Sunday, May 24, 2015

Ludus Siciliae - I

Tonight we played the first game of my Byzantine Age campaign setting. R and D sat down to formal character design with their character concepts from earlier and the week and settled on a pair of rangers.

Arturo is the son of a family with significant mercantile interests, supervising shipments east and west around the island province. He's a quick hand with paired spatha, a style considered barbaric due to its unsuitability for fighting in proper Imperial military formations. It's a pity considering he's the best Latrunculi player in the province - a skill usually found in those gifted in military tactics. However, his disreputable combat style complements both his attitude problem with authority and his predilection for risk-taking. Such traits are those that Res Monetae are happy to utilize. He's been making a solid margin off the book by combining his shipping activities with basic courier work.

Vinto has a different story for every day of the week for anything, including his own life. Arturo's heard most of them by now, but still could only vouch for things since they day they met when they were 7 years old. Vinto wandered into town, a strange, slightly feral orphan from the backwoods - interesting and amusing. Arturo's father took the boy in as a free servant after Arturo's drastic tantrum when he discovered some unscrupulous men had tried to pass his new friend off as a barbarian slave. In addition to his gift for story-telling Vinto is a dead-eye shot with a bow and good with animals. Both boys spent countless hours in the wilderness around the family villa, sometimes disappearing for days at a time hunting or exploring.

R and D had come up with the premise that they were sent on a dangerous adventure to avoid a severe legal punishment. Vinto had been jailed due to a small riot breaking out over a matter of gambling. Arturo had impulsively engineered a jail-break that didn't end cleanly. Miraculously, no one died in the struggle and there wasn't any significant property damage, but the damnum (fines) levied against both were potentially damaging to the Familia Maretia. That also assumed that Arturo's family bothered to bail him out in the first place. Being sold into servitude was the other option on the table, but the officer in charge of the jail happened to be a member of the Res Monetae himself and proposed an alternate arrangement. So Arturo and Vinto were shipped around to the other side of the island to the port of Parnormus, where they were to take positions working for the Rockbreaker brothers in their expedition to restore an ancient dwarven mine. Their fates will be tied to ensuring the success of the venture and giving the Concern enough information and leverage to gain a controlling interest in the business.

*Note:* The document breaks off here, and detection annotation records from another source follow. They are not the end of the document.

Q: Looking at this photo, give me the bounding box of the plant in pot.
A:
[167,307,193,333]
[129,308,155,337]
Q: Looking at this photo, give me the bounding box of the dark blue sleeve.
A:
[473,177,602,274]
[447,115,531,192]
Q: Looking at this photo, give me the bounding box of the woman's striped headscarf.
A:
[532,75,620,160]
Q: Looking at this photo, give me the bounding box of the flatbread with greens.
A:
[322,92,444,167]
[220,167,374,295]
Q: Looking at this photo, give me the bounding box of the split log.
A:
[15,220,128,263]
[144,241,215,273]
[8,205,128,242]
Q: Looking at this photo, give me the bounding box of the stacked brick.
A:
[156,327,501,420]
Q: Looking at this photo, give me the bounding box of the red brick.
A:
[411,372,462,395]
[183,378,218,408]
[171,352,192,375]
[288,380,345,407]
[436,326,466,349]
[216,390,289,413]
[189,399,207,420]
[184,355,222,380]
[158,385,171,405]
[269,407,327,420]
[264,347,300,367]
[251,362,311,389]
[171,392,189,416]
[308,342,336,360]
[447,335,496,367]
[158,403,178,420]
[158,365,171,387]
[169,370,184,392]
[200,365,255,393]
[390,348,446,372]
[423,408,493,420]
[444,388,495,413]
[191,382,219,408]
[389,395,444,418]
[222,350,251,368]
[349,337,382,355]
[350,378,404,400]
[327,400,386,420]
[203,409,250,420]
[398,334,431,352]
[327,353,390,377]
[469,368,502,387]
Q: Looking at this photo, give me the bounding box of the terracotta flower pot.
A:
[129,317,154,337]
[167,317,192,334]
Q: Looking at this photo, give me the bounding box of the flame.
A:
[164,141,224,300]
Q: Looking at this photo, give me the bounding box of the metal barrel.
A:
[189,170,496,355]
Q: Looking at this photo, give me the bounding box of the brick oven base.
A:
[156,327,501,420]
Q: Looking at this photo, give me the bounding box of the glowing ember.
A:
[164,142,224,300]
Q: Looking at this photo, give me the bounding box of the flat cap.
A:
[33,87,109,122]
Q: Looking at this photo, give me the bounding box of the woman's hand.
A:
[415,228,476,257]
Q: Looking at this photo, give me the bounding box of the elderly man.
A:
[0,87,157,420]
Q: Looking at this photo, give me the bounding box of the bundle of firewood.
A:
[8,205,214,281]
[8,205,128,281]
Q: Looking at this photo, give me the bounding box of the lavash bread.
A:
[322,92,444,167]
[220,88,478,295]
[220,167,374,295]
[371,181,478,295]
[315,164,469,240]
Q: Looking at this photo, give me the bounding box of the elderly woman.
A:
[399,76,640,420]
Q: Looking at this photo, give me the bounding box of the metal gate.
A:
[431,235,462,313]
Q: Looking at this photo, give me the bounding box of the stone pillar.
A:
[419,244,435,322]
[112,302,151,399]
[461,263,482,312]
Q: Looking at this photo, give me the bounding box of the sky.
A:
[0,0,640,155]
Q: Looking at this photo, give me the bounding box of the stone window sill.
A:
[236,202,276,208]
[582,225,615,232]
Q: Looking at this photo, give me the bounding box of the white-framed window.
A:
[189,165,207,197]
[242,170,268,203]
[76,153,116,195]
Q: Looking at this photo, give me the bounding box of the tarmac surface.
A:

Between Arturo's fluency in Dwarven and their skillfulness in the local environs the "brothers" had no problem convincing Gundren Rockseeker to acquire their services delivering his supplies to Pandelvarus, two days ride into the highland back-woods of Sicilia. They took a fraction of their own pay and hired a wagon-driver and then used their talents to simply ghost his route along the road from alongside. In the middle of the second day they came across the dead horses of Gundren and his human companion Silvaro blocking the road. They noticed a poorly concealed Goblin ambush (Gobs rolled a natural "1") and made the first initiative roll of the world. Vinto rolled the first miss as his arrow hit a tree. Two goblins rushed out of the thicket and attacked Arturo, rolling the first critical hit and the first normal hit, and left him a nick away from dropping. Arturo's blades failed to find their mark and then the third goblin sniper in the other thicket tried to shoot the wagon driver, panicking the horses.

Naturally the PC's continued flailing hopelessly with 8's, 4's, and 1's - but thankfully the goblins' dice go cold as well. Arturo wisely disengaged when he saw the panicked horses charging down the track. The horses cleared the corpses but the wagon damaged a wheel coming over the bodies, threw off the driver, and crashed into the two goblins on the track. One failed his save and died horribly. The other ducked into the thicket only to emerge and clamber over the damaged wagon to try and get sight of his prey. Arturo obliged by bursting from the foliage and making his first successful attack rolls. The goblin archer took one more parting shot before ducking over the high ridge alongside the road. Vinto calmly let an arrow fly in an arc over the hillside, largely out of spite, but his Disadvantaged attack rolls came up with a pair of crits. A pained scream came from the other side of the ridge and Arturo shook his head in disbelief as he tended to the wagon driver. Given the unlikely critical hit I ruled the goblin pinned to the ground by his shoulder, helpless and compliant to interrogation. Once they had everything they could use from the goblin, they put him out of his misery and headed to the Cragmaw hideout. The primitive traps along the trail were no match for seasoned hunters in their natural environs and they arrive at their destination without further complications.

We finished the session by leveling Arturo and Vinto to level 2. With their fighting styles, spells, and second hit die they aren't made of glass anymore so the encounters going forward should involve less rocket tag. While 5E is very well suited, in general, for smaller parties in general, a short-handed party at 1st level is very challenging due to the high variance (few actions) and low tolerance (HP) in combat.